In the three-plus years since launching ChatPGT, OpenAI has reshaped the technology industry and defined the era of generative artificial intelligence. But the company has to keep reeling in cash in order to finance its ambitions, particularly in paying for graphics processing units and other infrastructure.

OpenAI has been telling investors that it’s now targeting roughly $600 billion in total compute spend by 2030, months after CEO Sam Altman touted $1.4 trillion in infrastructure commitments, CNBC was first to report last week.

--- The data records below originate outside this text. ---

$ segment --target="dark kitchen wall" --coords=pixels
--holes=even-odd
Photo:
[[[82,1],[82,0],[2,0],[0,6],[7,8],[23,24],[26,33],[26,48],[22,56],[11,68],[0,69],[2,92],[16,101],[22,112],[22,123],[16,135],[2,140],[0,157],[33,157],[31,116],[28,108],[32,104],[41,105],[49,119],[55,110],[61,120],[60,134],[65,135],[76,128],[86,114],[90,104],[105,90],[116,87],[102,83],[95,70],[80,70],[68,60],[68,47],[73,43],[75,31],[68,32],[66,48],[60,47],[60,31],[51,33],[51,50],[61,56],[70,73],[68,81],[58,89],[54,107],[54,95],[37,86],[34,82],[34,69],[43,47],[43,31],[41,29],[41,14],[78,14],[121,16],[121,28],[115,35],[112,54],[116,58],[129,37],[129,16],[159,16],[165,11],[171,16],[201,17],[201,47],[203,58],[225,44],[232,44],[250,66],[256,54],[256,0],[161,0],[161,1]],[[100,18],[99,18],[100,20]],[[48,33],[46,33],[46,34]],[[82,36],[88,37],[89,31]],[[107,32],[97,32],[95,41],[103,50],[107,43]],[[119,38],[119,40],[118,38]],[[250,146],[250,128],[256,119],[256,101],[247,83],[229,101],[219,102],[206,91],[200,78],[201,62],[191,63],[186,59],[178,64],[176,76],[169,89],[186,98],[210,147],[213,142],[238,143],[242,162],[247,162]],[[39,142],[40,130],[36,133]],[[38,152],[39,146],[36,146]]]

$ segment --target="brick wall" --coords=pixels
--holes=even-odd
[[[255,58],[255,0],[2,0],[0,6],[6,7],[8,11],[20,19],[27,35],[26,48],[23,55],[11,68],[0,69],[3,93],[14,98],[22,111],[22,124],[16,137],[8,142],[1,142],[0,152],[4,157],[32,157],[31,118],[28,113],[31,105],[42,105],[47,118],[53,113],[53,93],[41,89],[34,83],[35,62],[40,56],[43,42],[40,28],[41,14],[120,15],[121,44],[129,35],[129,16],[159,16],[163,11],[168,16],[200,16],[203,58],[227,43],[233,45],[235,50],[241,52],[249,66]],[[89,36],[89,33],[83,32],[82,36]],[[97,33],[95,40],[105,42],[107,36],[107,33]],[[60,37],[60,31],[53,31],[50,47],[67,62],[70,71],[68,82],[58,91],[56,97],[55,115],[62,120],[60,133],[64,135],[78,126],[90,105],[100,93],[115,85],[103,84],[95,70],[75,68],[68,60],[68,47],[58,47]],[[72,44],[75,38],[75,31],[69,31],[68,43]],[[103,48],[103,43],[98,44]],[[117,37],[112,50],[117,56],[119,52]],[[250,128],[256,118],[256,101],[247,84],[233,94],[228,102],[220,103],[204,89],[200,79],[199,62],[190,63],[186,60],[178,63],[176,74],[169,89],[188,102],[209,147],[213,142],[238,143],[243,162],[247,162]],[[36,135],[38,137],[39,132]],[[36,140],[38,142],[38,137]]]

The company is providing a lower number and more defined timeline for its planned spending, sources told CNBC, as broader concerns mounted that expansion ambitions were too great for the potential revenue that would follow.

While OpenAI continues to lead the consumer AI market, it faces intensifying competition from Google’s Gemini, and is trying to ramp up its offerings for the enterprise market, where rival Anthropic has an early lead.

OpenAI is projecting that its total revenue for 2030 will be more than $280 billion, with nearly equal contributions from its consumer and enterprise businesses, said the sources, who asked not to be named because the information is private.

OpenAI’s latest round marks the largest private financing in history and is a new high-water mark for late-stage tech company valuations. OpenAI first broke the record last year with a $40 billion fundraise led by Softbank. Rival Anthropic has the next highest total, bringing in $30 billion in its latest round, while xAI last raised $20 billion.